Description
Having looked “under the hood” at NumPy implementations of linear and polynomial regression
in Project 2, we return to scikit-learn to see what it can offer in terms of automating
cross-validation procedures.
The project may be completed individually or in a group of no more than three (3) people. All
students on the team must be enrolled in the same section of the course.
Platforms
The platform requirements for this project are the same as for Project 1 and Project 2.
Libraries
You will need scikit-learn to obtain the data, build models, and run cross-validation. You may
also wish to use pandas DataFrames to examine and work with the data, but this is not a
requirement.
You may reuse code from the Jupyter notebooks accompanying the textbook and from the
documentation for the libraries. All other code and the results of experiments should be your
own.
Dataset
The scikit-learn sklearn.datasets module includes some small datasets for experimentation.
In this project we will turn the tables on the Boston house prices dataset. The original use of the
dataset was to try and predict the median value of a home given several features of its
neighborhood. One of features, however, is CRIM, the per-capita crime rate by town.
In this project we will engage in some amateur predictive policing, attempting to predict the
crime rate using the other features in the dataset.
See the section on scikit-learn in Sergiy Kolesnikov’s blog article Datasets in Python to see how
to load this dataset and examine it using pandas DataFrames.
Experiments
Run the following experiments in a Jupyter notebook, performing each action in a code cell and
answering each question in a Markdown cell.
1. Load and examine the Boston dataset’s features, target values, and description.
2. Save CRIM as the new target value t, and drop the column CRIM from X. Add the target
value MEDV to X.
3. Use sklearn.model_selection.train_test_split() to split the features and target
values into separate training and test sets. Use 80% of the original data as a training set,
and 20% for testing.
4. Create and fit() an sklearn.linear_model.LinearRegression to the training set.

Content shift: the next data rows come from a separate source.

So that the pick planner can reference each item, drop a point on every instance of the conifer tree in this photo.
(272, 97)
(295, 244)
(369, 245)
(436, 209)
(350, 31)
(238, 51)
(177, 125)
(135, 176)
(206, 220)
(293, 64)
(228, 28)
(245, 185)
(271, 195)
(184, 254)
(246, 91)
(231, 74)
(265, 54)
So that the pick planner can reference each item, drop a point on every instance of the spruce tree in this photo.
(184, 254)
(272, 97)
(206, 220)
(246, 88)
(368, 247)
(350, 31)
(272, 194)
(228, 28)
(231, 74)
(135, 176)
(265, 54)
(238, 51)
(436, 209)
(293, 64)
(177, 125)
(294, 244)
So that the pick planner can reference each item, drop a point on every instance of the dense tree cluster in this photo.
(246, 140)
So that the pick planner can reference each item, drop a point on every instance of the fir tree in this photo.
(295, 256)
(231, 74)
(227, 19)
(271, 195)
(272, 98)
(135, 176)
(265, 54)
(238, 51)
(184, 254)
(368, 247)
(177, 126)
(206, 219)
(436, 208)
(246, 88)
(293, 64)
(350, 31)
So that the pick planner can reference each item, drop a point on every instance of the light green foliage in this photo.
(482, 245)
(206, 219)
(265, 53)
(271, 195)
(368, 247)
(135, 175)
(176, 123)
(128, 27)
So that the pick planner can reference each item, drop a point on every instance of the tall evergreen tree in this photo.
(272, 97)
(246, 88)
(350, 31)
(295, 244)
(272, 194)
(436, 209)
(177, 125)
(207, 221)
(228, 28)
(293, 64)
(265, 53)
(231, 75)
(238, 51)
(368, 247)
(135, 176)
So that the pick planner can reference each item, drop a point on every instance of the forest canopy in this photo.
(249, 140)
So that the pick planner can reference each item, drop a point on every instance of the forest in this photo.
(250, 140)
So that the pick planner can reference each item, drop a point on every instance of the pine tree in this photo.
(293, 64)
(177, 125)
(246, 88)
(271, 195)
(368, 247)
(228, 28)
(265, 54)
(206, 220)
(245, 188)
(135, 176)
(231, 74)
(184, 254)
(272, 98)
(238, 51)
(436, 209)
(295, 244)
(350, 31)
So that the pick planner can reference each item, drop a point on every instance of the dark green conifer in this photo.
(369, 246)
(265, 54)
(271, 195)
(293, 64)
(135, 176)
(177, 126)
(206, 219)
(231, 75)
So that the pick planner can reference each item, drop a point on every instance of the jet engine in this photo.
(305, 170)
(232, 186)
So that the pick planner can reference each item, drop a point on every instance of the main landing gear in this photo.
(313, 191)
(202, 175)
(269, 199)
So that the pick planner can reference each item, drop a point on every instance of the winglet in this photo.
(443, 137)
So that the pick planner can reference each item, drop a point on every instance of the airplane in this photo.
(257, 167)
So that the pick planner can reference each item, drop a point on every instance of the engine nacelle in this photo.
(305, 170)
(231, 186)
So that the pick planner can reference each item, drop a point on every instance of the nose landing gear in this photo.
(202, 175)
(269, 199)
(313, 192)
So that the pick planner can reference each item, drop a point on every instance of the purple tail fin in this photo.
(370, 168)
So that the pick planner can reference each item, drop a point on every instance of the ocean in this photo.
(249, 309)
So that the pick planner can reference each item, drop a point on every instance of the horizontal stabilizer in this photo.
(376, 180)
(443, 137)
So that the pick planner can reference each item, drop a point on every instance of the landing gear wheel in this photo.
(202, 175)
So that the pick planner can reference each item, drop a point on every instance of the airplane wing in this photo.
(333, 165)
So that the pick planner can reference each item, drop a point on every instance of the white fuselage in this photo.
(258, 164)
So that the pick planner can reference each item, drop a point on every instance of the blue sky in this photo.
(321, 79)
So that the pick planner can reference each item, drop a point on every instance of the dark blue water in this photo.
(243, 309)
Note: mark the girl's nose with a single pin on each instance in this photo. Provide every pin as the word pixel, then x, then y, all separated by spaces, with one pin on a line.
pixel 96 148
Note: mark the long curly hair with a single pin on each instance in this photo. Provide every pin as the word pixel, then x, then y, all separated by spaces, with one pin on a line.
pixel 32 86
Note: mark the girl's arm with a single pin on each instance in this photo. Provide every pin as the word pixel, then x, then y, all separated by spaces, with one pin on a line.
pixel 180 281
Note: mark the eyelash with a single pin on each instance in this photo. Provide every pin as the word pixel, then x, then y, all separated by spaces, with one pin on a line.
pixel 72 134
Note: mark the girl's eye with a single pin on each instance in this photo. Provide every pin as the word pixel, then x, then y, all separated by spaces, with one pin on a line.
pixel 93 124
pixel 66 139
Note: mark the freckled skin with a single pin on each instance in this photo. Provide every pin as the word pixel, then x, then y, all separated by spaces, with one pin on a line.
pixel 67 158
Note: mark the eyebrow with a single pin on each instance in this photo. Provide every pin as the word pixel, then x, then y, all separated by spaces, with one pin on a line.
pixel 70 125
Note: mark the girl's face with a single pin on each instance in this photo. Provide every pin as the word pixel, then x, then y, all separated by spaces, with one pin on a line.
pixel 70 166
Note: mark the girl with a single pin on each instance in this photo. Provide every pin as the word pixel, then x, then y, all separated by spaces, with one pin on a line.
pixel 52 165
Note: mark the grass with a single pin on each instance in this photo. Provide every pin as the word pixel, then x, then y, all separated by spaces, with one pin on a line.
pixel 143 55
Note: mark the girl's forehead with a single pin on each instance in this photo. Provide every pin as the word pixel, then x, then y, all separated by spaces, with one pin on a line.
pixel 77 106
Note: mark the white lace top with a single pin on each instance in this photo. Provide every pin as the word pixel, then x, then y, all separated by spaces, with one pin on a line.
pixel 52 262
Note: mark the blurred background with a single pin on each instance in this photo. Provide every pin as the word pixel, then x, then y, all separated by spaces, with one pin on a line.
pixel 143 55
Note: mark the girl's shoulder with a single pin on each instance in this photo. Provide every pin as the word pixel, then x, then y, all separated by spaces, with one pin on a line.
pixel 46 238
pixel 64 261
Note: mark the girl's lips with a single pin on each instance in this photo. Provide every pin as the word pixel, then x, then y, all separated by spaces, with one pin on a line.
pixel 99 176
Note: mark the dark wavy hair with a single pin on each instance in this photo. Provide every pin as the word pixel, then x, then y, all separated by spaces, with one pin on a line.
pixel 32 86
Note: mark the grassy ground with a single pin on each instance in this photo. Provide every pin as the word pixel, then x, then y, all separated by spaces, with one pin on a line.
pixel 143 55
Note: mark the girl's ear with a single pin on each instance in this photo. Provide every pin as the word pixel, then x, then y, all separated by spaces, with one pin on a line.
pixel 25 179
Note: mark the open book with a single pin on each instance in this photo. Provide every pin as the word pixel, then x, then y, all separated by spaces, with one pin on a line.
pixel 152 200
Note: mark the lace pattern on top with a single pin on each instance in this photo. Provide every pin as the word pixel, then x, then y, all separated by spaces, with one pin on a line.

5. Use the predict() method of the model to find the response for each value in the test
set, and sklearn.metrics.mean_squared_error(), to find the training and test MSE.
6. By itself, the MSE doesn’t tell us much. Use the score() method of the model to find the
R
2 values for the training and test data.
R
2
, the coefficient of determination, measures the proportion of variability in the target t
that can be explained using the features in X. A value near 1 indicates that most of the
variability in the response has been explained by the regression, while a value near 0
indicates that the regression does not explain much of the variability. See Section 3.1.3
of An Introduction to Statistical Learning for details.
Given the R
2 scores, how well did our model do?
7. Let’s see if we can fit the data better with a more flexible model. Scikit-learn can
construct polynomial features for us using sklearn.preprocessing.PolynomialFeatures
(though note that this includes interaction features as well; you saw in Project 2 that
purely polynomial features can easily be constructed using numpy.hstack()).
Add degree-2 polynomial features, then fit a new linear model. Compare the training and
test MSE and R
2 scores to the previous model. Do we seem to be overfitting?
8. Regularization would allow us to construct a model of intermediate complexity by
penalizing large values for the coefficients. Scikit-learn provides this as
sklearn.linear_model.Ridge. The parameter alpha corresponds to 𝜆 as shown in
the textbook. For now, leave it set to the default value of 1.0, and fit the model to the
degree-2 polynomial features. Don’t forget to normalize your features.
Once again, compare the training and test MSE and R
2 scores to the previous model. Is
this model an improvement?
9. We used the default penalty value of 1.0 in the previous experiment, but there’s no
reason to believe that this is optimal. Use sklearn.linear_model.RidgeCV to find an
optimal value for alpha. What value of alpha do you find, and how does its performance
compare to experiment (8)?
Submission
Submit your Jupyter .ipynb notebook file through Canvas before class on the due date. Your
notebook should include the usual identifying information found in a README.TXT file.
If the assignment is completed by a team, only one submission is required. Be certain to identify
the names of all students on your team at the top of the notebook.